En 1928, la famille Conte creuse une fosse et met au jour certaines des grosses colonnes de pìerre dont Lothrop parlera dans ses rapports[9]. Plusieurs de ces objets aboutissent au musée Peabody de l'Université Harvard et suscitent l'intérêt du conservateur d'alors, Alfred Tozzer. Ce dernier et Earnest Hooton visitent le site cette année-là et prennent des dispositions pour l'entreprise de fouilles par le musée Peabody[5].

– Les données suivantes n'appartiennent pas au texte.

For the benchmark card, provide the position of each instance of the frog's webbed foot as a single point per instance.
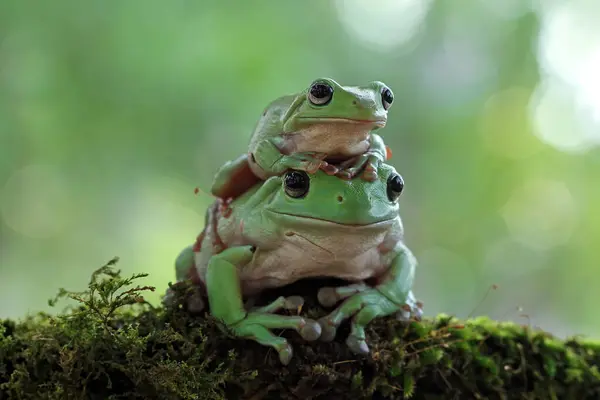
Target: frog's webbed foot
(258, 325)
(194, 303)
(366, 165)
(413, 309)
(226, 304)
(362, 304)
(309, 162)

En 1930, lorsque les fouilles débutent sous la direction de l'archéologue Henry Roberts, le sitio Conte devient le « premier site à faire l'objet d'une étude scientifique sur le terrain au Panama[10] ». Roberts dirige aussi les fouilles l'année suivante. En 1933, l'équipe du musée Peabody y retourne sous la direction de Samuel K. Lothrop. Les trois saisons de fouilles du musée Peabody ont été fructueuses, car il a découvert 59 tombes et 38 caches, ainsi qu'un grand nombre d'objets en or et de céramiques polychromes.

À la fin des années 1930, la famille Conte demande au musée Peabody d'entreprendre de nouvelles fouilles, ce que le directeur Donald Scott refuse. Il propose plutôt que John Alden Mason (en), du Musée d'archéologie et d'anthropologie de l'Université de Pennsylvanie poursuive les fouilles[11]. En 1940, Mason et ses collègues pratiquent d'autres fouilles fructueuses : ils mettent au jour 41 tombes et beaucoup de mobilier funéraire. Ce sont les dernières fouilles entreprises sur ce site.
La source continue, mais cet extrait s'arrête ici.